Can you help me read the graph and say why the Zilla data is adding up the motor amperage (4000A) but not the motor volts (only 200V)...Unless motor volts are on the secondary axis on the right-side of the graph...


----------



## DIYguy (Sep 18, 2008)

John, it's time to change the thread title.


----------



## John Metric (Feb 26, 2009)

*Re: DC Plasma - Build Thread - 9Sec Fiero*



DIYguy said:


> John, it's time to change the thread title.


I would if I could.

Here are some links to the video.
http://www.youtube.com/watch?feature=player_profilepage&v=dFf5ObTBofk

and the gopro footage of Shawn Lawless in an unusual position of coming in second....
http://www.youtube.com/user/dcplasmaracing?feature=mhee#p/c/A3E4F9ED20798E34/17/2rflqt918MI


----------



## John Metric (Feb 26, 2009)

*Re: DC Plasma - Build Thread - 9Sec Fiero*



Bowser330 said:


> Can you help me read the graph and say why the Zilla data is adding up the motor amperage (4000A) but not the motor volts (only 200V)...Unless motor volts are on the secondary axis on the right-side of the graph...


This chart is a summation of two zilla logs.
The two motors are in parallel, with each zilla providing power to one motor.
The motor volts are limited to 199V, that doesn't add together. There are actually two voltage lines nearly on top of each other, but I hid one to make the chart a little clearer. But the current is 2000amps each and that does add together for 4000 amps total.

The other tricky thing is the motors make 4000 amps (2kX2) and about 170V when the pack is around 250V and 2500Amps.

I had the battery limit here set at my previous setting of 2500 Amps. I will try 2800amps next (approx. 90C factory rating)
Also, I am tempted to play with the 199V setting.









Metric


----------



## John Metric (Feb 26, 2009)

*Re: DC Plasma - Build Thread - 9Sec Fiero*



Bowser330 said:


> holy shit you launched like a bat out of hell! Can you help me read the graph and say why the Zilla data is adding up the motor amperage (4000A) but not the motor volts (only 200V)...Unless motor volts are on the secondary axis on the right-side of the graph...


It is also not adding the torque calculations together, I just noticed.
That is the calcs(pre-motor efficiency) for one motor.


----------



## GerhardRP (Nov 17, 2009)

John Metric said:


> Here is the run chart for the 9 second run.
> We made a peak battery HP of 862
> We crossed the line at 134mph and 4300rpm


Great run.
Can you comment on the current dip at about 1.5 seconds? did you lose traction?
Also, can you PM me the raw data for further analysis?
Gerhard


----------



## John Metric (Feb 26, 2009)

GerhardRP said:


> Great run.
> Can you comment on the current dip at about 1.5 seconds? did you lose traction?
> Also, can you PM me the raw data for further analysis?
> Gerhard


Yes, that is a bad habit of mine, I lifted my foot around the 60 foot mark because at my home track in Baytown, that is where you switch from a deep concrete slab to a shallow one and the dew builds up there and I have broke traction at that exact spot DOZENS of times. So I tend to lift a little there to try to get through that area. You can see this on the line labeled "pedal" where it drops from 100%. I also slightly lift the pedal during when I am looking down for the overdrive shift button. I have already broken one pedal due to bracing myself for the acceleration by standing on the pedal so now I have this ultra light touch on the plastic.

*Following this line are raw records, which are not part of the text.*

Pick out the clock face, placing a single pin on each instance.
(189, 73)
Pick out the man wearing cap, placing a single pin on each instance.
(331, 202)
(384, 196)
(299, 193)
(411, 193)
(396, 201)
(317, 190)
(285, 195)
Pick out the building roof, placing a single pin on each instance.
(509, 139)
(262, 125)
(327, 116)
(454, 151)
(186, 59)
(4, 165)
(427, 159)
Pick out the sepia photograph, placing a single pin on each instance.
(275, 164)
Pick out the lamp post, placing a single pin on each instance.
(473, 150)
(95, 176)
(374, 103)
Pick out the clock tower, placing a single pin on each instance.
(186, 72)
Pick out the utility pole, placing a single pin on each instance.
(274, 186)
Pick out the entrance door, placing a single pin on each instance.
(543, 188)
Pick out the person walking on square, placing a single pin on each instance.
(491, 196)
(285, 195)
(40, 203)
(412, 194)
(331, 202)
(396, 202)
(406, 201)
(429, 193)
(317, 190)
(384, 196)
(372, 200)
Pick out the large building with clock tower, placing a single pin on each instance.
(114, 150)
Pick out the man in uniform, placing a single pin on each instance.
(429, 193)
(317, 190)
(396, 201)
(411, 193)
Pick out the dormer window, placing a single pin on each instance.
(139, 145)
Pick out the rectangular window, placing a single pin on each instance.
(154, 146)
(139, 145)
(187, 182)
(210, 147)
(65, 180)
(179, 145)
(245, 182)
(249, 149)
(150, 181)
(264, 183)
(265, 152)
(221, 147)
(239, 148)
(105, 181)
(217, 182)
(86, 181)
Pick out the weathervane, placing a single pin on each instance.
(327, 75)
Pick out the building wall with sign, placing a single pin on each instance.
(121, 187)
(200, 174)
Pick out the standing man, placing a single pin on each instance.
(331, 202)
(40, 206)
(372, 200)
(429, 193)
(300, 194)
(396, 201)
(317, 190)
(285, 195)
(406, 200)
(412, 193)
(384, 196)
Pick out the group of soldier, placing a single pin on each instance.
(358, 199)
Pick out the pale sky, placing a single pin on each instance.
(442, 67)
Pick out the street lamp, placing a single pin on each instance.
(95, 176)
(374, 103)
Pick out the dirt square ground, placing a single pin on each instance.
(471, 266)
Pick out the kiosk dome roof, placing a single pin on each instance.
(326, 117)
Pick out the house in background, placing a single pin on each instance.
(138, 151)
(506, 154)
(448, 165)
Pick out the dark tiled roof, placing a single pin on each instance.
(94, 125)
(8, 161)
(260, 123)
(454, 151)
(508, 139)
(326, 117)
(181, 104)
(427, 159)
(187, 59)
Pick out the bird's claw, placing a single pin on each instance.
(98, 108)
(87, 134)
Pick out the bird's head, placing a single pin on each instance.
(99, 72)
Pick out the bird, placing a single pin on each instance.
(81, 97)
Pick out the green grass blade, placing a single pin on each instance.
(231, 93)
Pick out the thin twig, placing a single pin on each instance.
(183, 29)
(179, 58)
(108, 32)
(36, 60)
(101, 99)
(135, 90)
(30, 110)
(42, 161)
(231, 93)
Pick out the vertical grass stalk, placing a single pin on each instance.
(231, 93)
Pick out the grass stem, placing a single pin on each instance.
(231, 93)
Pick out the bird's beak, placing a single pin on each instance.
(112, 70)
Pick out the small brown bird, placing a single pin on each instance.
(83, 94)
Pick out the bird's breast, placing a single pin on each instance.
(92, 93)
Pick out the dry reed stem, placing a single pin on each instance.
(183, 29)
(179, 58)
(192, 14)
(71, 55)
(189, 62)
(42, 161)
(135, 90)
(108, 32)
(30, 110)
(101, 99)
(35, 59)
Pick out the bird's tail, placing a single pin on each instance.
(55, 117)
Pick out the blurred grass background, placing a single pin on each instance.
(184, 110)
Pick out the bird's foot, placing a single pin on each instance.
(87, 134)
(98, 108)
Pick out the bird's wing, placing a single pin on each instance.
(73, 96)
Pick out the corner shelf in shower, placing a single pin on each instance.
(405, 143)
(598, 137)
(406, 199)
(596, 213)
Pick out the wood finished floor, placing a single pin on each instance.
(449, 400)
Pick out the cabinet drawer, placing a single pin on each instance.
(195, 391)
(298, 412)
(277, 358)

I will send the hex dump if you want. Can you interpret it?


----------



## John Metric (Feb 26, 2009)

GerhardRP said:


> Great run.
> Can you comment on the current dip at about 1.5 seconds? did you lose traction?
> Also, can you PM me the raw data for further analysis?
> Gerhard


Here is a run chart of what a traction break looks like at that exact spot from mid summer. Followed by one without.


----------



## GerhardRP (Nov 17, 2009)

John Metric said:


> I will send the hex dump if you want. Can you interpret it?


HEX is cool as long as I know what the columns mean. I've PM'd my email.
Gerhard


----------



## GerhardRP (Nov 17, 2009)

GerhardRP said:


> HEX is cool as long as I know what the columns mean. I've PM'd my email.
> Gerhard


There seems to be a calibration factor for motor volts, about 199/115.
Is that true?
Gerhard


----------



## Otmar (Dec 4, 2008)

GerhardRP said:


> There seems to be a calibration factor for motor volts, about 199/115.
> Is that true?
> Gerhard


Assuming he is sending you direct Zilla data, yes about 1.75V per bit. 
All the details for raw data are here: 

http://www.cafeelectricpress.com/blog/?p=16


----------



## John Metric (Feb 26, 2009)

DC Plasma raced the Texas Mile today and ran a 134mph in the 1/2 mile and 155mph in the full mile. From a standing start. You can see the first uploaded video by Mike Dunn here.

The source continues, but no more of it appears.